In the case of life drawing (and an obstacle course, for that matter), I am very unfit. I’m throwing myself in the deep end, and hope it will pay off, but at the beginning of every pose I sit, shaking my pencil-hand and thinking, “I can’t do this. I can’t do this.” And then I draw a shape into which the pose sits, or only draw the shadows, or concentrate on the negative space, or simply unfocus my eyes and draw big loopy lines, and then focus and work down to the detail. And I hope that repeating, and repeating, will make better, if not perfect.
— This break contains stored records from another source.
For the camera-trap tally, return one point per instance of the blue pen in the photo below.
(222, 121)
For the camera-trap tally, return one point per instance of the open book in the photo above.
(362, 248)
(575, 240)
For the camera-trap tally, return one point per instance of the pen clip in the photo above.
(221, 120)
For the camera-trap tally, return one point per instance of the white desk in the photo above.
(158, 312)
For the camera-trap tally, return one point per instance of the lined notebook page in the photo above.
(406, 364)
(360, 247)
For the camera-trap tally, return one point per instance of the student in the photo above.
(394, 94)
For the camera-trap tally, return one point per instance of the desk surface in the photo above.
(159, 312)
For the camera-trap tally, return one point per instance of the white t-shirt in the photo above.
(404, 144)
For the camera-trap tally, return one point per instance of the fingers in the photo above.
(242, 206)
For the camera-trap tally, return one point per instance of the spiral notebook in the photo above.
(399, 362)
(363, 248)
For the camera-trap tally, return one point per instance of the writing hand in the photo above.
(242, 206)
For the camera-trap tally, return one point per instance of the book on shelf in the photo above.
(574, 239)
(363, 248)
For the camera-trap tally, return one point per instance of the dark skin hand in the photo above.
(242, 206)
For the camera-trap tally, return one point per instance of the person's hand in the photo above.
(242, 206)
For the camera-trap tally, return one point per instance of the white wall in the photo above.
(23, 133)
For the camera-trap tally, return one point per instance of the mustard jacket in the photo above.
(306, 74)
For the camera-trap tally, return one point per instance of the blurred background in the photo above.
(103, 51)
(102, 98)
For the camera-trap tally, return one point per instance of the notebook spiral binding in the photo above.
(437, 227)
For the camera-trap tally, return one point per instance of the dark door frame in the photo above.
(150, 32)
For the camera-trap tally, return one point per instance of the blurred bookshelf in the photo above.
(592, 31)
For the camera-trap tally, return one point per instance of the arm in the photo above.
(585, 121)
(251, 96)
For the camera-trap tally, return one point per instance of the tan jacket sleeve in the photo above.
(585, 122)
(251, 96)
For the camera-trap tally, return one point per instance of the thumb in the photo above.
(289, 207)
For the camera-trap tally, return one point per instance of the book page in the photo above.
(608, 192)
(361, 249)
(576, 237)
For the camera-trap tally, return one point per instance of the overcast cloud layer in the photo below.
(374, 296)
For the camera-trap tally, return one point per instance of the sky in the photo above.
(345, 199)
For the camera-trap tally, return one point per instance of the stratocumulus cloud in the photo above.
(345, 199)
Tonight we had a male model, which adds another level of difficulty for me, because I am not used to breaking the male body down into proportions and I am fundamentally unfamiliar with it. With female models, I have the advantage of having a female body with me 24/7, so I understand a little more about how it works. And the female body – even underweight – is composed of curves and roundness and sinuous lines. I suspect this is why the female nude figures so much in decoration – there is something about its lines which is decorative (in the sense of it functions on an ornamental level as well as representational – much like the lines and patterns of arabesques). The male body is far more a study in musculature and bone structure, all angles and unexpected shadows and lines and places where the ribs or spine or collarbone play a much less subtle role in the overall shape.

Navel gazing

Further, life drawing is bad for public speaking. When told to picture the audience in their underwear, you will not feel less embarrassed. You will feel like you should be drawing that overwhelming array of shadows, sinews, solar plexxi and lines of balance.


The animation society is folding at the end of the year, so I will have to find a new session to attend after the next fortnight. It’s a shame. I prefer to walk in Woolloongabba alone at night than in the Valley.
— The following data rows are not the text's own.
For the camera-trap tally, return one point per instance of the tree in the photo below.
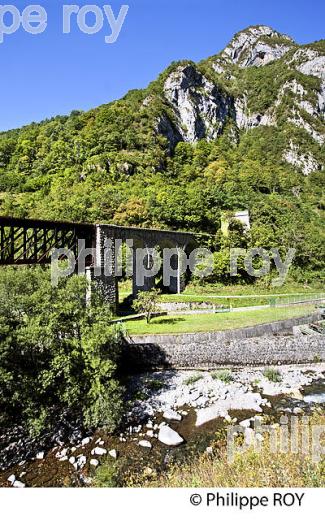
(146, 303)
(58, 355)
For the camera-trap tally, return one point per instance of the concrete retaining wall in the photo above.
(248, 346)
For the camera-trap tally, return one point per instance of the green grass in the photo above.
(179, 324)
(233, 295)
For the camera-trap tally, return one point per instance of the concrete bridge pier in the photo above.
(103, 271)
(178, 282)
(142, 263)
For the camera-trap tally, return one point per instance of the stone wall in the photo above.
(248, 346)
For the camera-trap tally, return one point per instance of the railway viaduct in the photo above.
(32, 242)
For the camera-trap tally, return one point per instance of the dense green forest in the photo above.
(113, 165)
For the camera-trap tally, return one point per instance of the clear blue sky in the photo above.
(53, 73)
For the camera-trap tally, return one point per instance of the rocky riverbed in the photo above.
(171, 416)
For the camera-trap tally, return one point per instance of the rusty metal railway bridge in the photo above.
(32, 242)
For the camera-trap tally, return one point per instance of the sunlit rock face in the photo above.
(200, 107)
(257, 46)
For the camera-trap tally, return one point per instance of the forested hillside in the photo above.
(243, 129)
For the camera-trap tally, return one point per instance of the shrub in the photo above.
(146, 302)
(56, 353)
(223, 375)
(193, 379)
(272, 375)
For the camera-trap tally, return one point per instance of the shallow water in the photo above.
(315, 393)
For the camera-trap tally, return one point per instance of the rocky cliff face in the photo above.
(200, 107)
(203, 97)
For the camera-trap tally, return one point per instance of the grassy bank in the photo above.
(234, 295)
(179, 324)
(249, 469)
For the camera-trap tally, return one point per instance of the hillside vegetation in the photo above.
(241, 130)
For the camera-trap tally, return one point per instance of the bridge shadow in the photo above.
(168, 321)
(142, 357)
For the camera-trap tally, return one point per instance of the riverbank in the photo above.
(172, 419)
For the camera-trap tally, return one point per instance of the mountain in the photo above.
(243, 129)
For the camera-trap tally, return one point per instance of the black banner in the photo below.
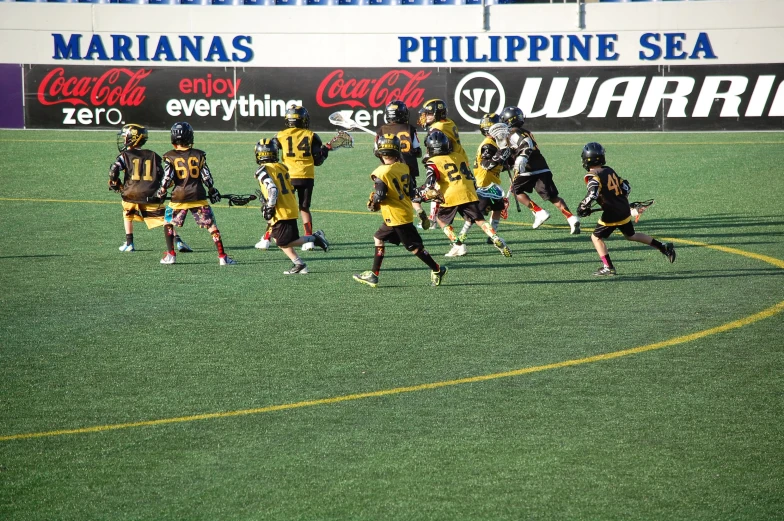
(694, 98)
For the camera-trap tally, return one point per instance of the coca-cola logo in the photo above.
(115, 87)
(398, 84)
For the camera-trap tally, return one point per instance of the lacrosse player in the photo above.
(490, 158)
(448, 173)
(303, 152)
(532, 173)
(186, 168)
(280, 208)
(396, 118)
(610, 191)
(142, 178)
(392, 195)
I’ve been drawing a picture a day, but sometimes these are little better than stick figures, or scrawled cartoons. After sketching around New York (and I plan to scan selections in due course) I want to keep stretching myself and doing something with all the drawing.
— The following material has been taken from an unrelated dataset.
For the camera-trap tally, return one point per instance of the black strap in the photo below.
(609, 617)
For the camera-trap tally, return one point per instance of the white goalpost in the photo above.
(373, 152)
On Monday I took myself off to a life-drawing session in Woolloongabba. I’d been there before, years ago, and managed to find my way to the back room where it was held, all dressed up from work and clutching a “STRAND: 18 MILES OF BOOKS” bag with a new sketchbook and charcoal pencils bought at Eckersleys on my lunch break.

Charcoal is messy. Or not messy so much, but not obviously suited to fine detail. I had a charcoal pencil, and am glad I used it because I do like the results, but I would have liked to be able to find my mechanical pencil to do a study of hands and feet, but it was m.i.a. I did use my markers for a foreshortening sketch, and it actually worked, with a lovely graphic line.

Life drawing is hard. Especially the silence of other people drawing. The second half was better – a few people had spoken in the break and the model thought something was crawling on her and the organiser said there had been a mouse in the kitchen. It didn’t exactly liven things up (it was a small group) but it did make me less jumpy every time I heard the click of my pencil on the table echoing around the room.

Foreshortening is harder. In the last pose, the model was lying on her back and I had an excellent view of the crown of her head. “How are you with foreshortening?” the organiser asked, and I said, “We’ll find out”.

But negative space is my friend. Negative space makes everything simple, like a Mr Squiggle cartoon where you fill in a few spaces and look at it differently and there is a picture you didn’t even notice you were drawing.